These cases reflect Plaintiff's extensive criminal history, which includes fraud, theft, receipt of stolen goods, escape from custody, use of stolen credit cards, among others.
In line with these actions, Plaintiff recently commenced one more action; that matter was initiated in this District and was presided over by this Court. See Royal v. Rutherford Police Dept. et al.. Civil Action No. 11-4862 (CCC) (D.N.J.)("Rutherford Action").
In his Rutherford Action, Plaintiff asserted that
[o]n July 20, 2010, at approximately 3:00 p.m. - 3:30 p.m. in Rutherford, New Jersey, in the back of Lanni's Appliance store; Plaintiff was preparing to receive two (2) televisions. However, before Plaintiff received the televisions he was seized after he ran away, after which, he thought he was being attacked by unidentified Rutherford Police Officers. All of named Defendants in the caption of this case, with the exception of Lt. Feliciano, seized Plaintiff's person without probable cause; seized and searched his vehicle and its contents without a warrant, nor probable cause. Lt. Feliciano, being the ranking police officer on the scene overseen the unlawful actions of all named Defendants actions. Moreover, he announced to the subordinate Defendants to initiate the unconstitutional seizure of Plaintiff's person, and unconstitutional seizure and search of his vehicle and contents.Rutherford Action, Docket Entry No. 1, at 5 (mistakes in original). Plaintiff's complaint in the Rutherford Action concluded with a request for relief in the form of monetary damages of $1,000,000.00 from each of the six defendants named in that matter. See id. at 6. This Court dismissed Plaintiff's complaint. See id., Docket Entries Nos. 6 and 7.

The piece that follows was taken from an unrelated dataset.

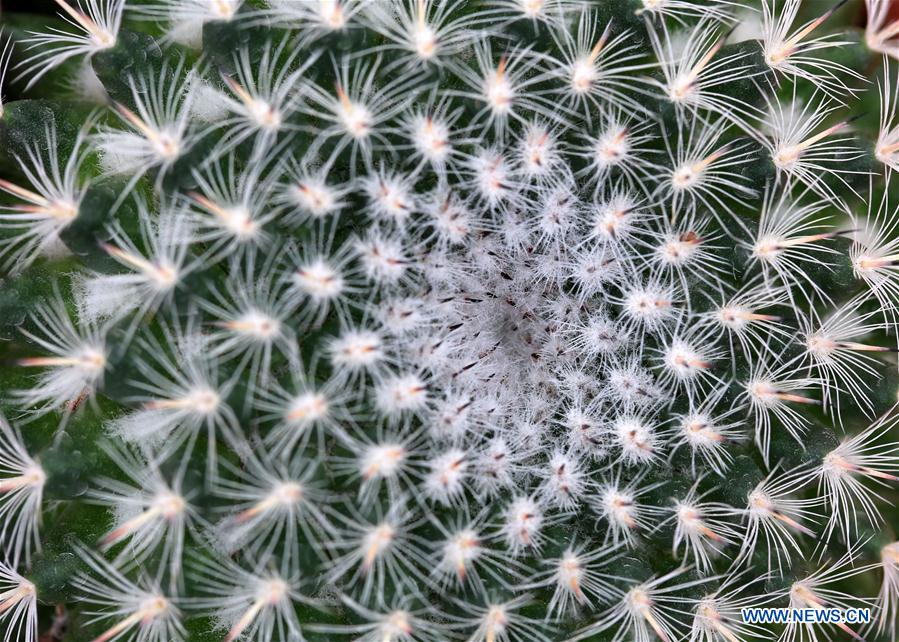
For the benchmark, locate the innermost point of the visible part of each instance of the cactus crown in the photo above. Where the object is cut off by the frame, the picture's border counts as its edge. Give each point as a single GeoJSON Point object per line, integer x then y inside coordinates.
{"type": "Point", "coordinates": [423, 320]}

This Court examined Plaintiff's claims that he was arrested and that his car was searched without probable cause and explained the governing legal standard. See id., Docket Entry No. 6, at 7-10 (detailing the pertinent aspect of the Fourth Amendment test). Applying that test to Plaintiff's challenges, the Court observed as follows:
Here, Plaintiff's Complaint paints a picture strongly suggesting that a reasonable officer would have believed that an offense had been or was being committed by Plaintiff: at no point did Plaintiff assert that the officers could have observed him legitimately purchasing the televisions at issue. In fact, no statement in the Complaint suggests, even vaguely, that he purchased the televisions at all or that he was picking up his own televisions after a repair, or that he was legitimately employed by the store and was picking the televisions up in order to make a delivery to a customer. Moreover, Plaintiff does not assert that the officers could have observed any interactions between him and the store owners indicative of [the] legitimacy of Plaintiff's actions; indeed, he does not claim that he ever entered the store or that he was in front of the store, where pedestrians, the store owners or the police could observe his legitimate actions. Rather, Plaintiff asserts that he situated himself at "the back" of the store and was merely "preparing to receive two (2) televisions." He had his vehicle nearby for the purposes of this unelaborated-upon "receivership." Furthermore, Plaintiff states that - when he was about to execute this mysterious "receivership" - he saw police officers approaching and, for the reasons unspecified in the Complaint, he elected to abandon his "receivership" efforts and tried to run away. Simply put, Plaintiff's Complaint paints a picture, which - being observed by a reasonable officer - would have led that officer to believe that Plaintiff was involved (or was about to get involved) in criminal activity. Therefore, the Complaint . . . does allege probable cause for Plaintiff's arrest and search of his vehicle.Id. at 10-12 (footnotes and citations omitted).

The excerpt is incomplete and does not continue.